Ahli Waris yang berhak menerima harta warisan
Ashabah, disebutkan dalam pasal 193 KHI, ahli waris tersebut antara lain: anak laki-laki, baik sendiri maupun bersama anak perempuan, dan jika tidak ada anak laki-laki, maka ayahnya sebagai ashabah. Ahli waris ashabah mendapat semua harta pusaka apabila dia satu-satunya ahli waris, dan mendapat jumlah selebihnya setelah bahagian pusaka diserahkan kepada dzawil furud. Ahli waris pengganti ialah ahli waris yang menggantikan seseorang untuk mendapatkan sebahagian daripada harta pusaka yang akan diperolehi oleh orang yang diganti sekiranya dia masih hidup.
Hukum waris bertujuan untuk menjamin agar keturunan tidak lemah atau miskin, dan merupakan wujud dari konteks perekonomian saat ini yang semakin ketat dan menganut sistem dua arah, sehingga ahli waris yang diutamakan adalah anak dan keturunan adalah ahli waris. Harta warisan yang terbagi-bagi menurut kodratnya, tetapi kecil-kecil, diwariskan kepada anak laki-laki dan anak perempuan dengan delicia menurut asas kemaslahatan bagi masing-masing ahli waris.

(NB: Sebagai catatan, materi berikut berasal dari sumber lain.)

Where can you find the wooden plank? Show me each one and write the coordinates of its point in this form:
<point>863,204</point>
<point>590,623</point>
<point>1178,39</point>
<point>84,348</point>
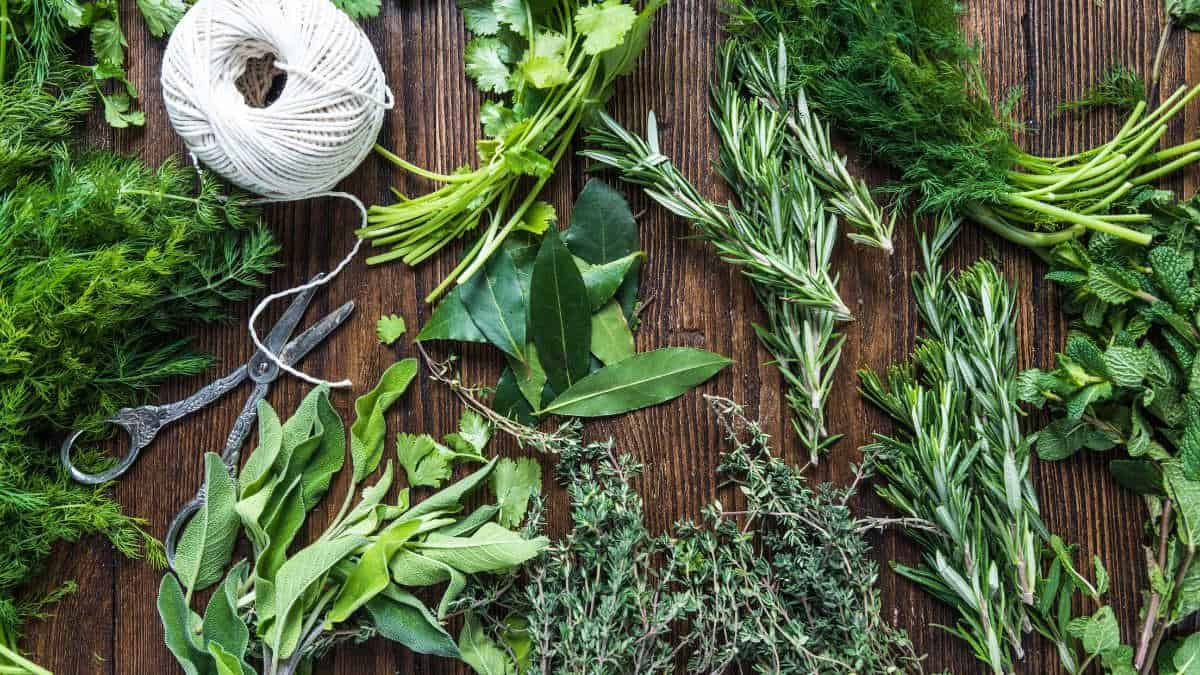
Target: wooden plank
<point>1053,48</point>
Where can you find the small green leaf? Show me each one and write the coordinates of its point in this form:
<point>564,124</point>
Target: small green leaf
<point>369,429</point>
<point>401,617</point>
<point>561,324</point>
<point>207,543</point>
<point>604,280</point>
<point>514,483</point>
<point>484,656</point>
<point>450,321</point>
<point>604,24</point>
<point>497,304</point>
<point>611,339</point>
<point>390,328</point>
<point>370,575</point>
<point>637,382</point>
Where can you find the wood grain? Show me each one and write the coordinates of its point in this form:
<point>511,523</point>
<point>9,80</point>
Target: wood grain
<point>1050,48</point>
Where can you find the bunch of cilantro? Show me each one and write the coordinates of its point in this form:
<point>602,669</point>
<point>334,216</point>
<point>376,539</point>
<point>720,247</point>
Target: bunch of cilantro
<point>552,65</point>
<point>1128,381</point>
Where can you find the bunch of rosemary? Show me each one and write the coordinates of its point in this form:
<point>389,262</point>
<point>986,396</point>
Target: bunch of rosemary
<point>778,161</point>
<point>899,78</point>
<point>1129,380</point>
<point>959,464</point>
<point>102,262</point>
<point>786,585</point>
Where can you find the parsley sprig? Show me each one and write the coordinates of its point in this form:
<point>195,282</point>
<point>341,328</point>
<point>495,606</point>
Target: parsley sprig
<point>552,65</point>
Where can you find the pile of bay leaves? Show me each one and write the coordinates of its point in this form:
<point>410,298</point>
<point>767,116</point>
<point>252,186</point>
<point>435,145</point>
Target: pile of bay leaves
<point>563,309</point>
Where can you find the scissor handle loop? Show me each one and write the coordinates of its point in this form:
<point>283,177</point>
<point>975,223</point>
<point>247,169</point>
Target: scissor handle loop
<point>141,424</point>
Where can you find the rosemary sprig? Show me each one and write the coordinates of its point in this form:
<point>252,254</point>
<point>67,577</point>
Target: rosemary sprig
<point>961,464</point>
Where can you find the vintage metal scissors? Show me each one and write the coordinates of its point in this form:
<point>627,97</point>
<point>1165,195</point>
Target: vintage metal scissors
<point>143,423</point>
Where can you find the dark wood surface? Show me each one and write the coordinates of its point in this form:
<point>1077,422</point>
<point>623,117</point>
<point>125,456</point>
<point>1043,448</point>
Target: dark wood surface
<point>1051,48</point>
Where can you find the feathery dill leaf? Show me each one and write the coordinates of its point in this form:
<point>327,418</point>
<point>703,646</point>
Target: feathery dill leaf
<point>102,263</point>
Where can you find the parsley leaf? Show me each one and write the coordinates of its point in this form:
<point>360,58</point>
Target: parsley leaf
<point>604,24</point>
<point>486,65</point>
<point>390,328</point>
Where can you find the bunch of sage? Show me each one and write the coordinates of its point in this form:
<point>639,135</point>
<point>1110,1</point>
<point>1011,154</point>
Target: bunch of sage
<point>287,605</point>
<point>561,310</point>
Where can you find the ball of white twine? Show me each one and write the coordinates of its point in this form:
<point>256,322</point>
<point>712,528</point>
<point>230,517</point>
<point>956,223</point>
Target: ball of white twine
<point>319,127</point>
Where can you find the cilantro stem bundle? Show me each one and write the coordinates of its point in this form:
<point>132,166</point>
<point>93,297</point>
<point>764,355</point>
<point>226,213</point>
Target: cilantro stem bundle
<point>556,64</point>
<point>901,82</point>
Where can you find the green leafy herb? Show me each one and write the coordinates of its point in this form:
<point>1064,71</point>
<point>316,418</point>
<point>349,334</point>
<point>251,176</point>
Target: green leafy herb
<point>793,592</point>
<point>637,382</point>
<point>553,66</point>
<point>958,469</point>
<point>348,583</point>
<point>390,328</point>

Selain pembagian harta warisan di atas, anggota keluarga yang bukan ahli waris, seperti anak angkat, anak tiri, atau sanak saudara lainnya yang serumah tangga dengan ahli waris, biasanya mendapat bagian harta warisan almarhum atas persetujuan ahli waris.
Menurut Pasal 913 KUH Perdata, pengertian bagian mutlak adalah bagian dari harta warisan yang menurut hukum harus dialihkan langsung kepada ahli waris. Hak ahli waris dalam hukum Islam dijamin dengan adanya upaya pengalihan harta warisan melalui hibah atau wasiat. Pada prinsipnya anak angkat bukanlah ahli waris, namun berhak menerima sebagian harta warisan orang tua angkatnya melalui suatu wasiat wajib.
Hak anak angkat sebagai benefisiari wasiat atau ditetapkan sebagai benefisiari wajib wasiat ialah satu pertiga daripada harta yang diwarisi.